On a microscopic level, the organization between the tissues, specifically the stroma-epithelium interaction, is altered and produces an excessive and progressive growth. This is enhanced and benefited by the growth factors —which are normally present—, going from normal levels to a progressive increase.
A correlation has been found between benign prostatic growth and specific genes, which indicates a greater probability of developing the pathology when it has already occurred in several men within a family.
One theory about benign prostate growth is that it is caused by an inflammatory process that is perpetuated over time and signaled by cytosines or cytokines, favoring the stimulation not only of cell growth, but also of their multiplication.
Science keeps advancing, and that is why every day more possible causes of prostatic hyperplasia are discovered, and this in turn allows the development of new therapies for its treatment. Thus, alterations in the signaling of nerve impulses, or in the RHO-kinase system, prolactin, oxygenation of the prostate, among others, have been found.
It is estimated that these difficulties, which affect the increase in prostate size, do not necessarily cause the same symptoms in all patients. It has been found that the appearance of urination difficulties does not correlate with the size of the prostate. That is to say, there are patients with many difficulties in urinating whose prostates do not show considerable growth, while others with a notable growth of the gland do not develop this problem.
In general, the symptoms of benign prostatic hyperplasia are thinning and weakness of the urinary stream, difficulty in starting to urinate, intermittent urination or dribbling at the end of urination.

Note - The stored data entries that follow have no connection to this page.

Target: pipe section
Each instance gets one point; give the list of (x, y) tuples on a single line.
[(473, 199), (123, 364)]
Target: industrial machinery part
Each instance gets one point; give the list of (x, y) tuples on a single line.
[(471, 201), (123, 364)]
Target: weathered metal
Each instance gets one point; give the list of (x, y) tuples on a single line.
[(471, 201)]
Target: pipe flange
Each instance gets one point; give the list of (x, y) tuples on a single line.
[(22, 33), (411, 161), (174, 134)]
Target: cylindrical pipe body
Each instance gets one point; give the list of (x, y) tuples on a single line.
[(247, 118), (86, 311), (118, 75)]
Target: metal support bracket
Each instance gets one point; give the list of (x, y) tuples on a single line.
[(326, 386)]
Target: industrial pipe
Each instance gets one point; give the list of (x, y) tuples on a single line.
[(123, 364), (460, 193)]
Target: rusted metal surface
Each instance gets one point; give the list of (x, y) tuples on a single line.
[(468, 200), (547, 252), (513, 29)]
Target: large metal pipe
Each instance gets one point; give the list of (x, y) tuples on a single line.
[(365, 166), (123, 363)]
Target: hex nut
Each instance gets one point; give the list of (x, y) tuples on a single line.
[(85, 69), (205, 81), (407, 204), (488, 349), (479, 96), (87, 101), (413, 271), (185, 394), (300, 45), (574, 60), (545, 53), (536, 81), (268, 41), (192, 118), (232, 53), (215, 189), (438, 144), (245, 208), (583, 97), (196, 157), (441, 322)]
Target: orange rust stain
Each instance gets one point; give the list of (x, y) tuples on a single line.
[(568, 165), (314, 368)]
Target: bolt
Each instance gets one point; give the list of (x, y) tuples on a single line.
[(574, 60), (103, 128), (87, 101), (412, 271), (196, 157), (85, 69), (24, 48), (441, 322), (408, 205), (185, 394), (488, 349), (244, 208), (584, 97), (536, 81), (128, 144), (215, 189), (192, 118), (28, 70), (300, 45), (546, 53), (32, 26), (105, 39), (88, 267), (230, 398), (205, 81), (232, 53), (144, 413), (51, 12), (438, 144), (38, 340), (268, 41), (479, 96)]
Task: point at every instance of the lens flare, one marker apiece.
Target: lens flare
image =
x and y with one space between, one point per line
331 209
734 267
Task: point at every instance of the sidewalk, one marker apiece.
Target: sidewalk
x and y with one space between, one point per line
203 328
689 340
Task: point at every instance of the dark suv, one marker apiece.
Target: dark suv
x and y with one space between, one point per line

There may also be an urgent or frequent need to urinate, increased urination during the night (nocturia) or the sensation that the bladder is not completely emptied when urination is finished.
There are several explanations for the triggering of these symptoms. One of them is that the prostatic capsule, which encases the gland like a shell, begins to compress the rest of the organ, causing an increase in pressure inside the prostate with consequent difficulty in urinating.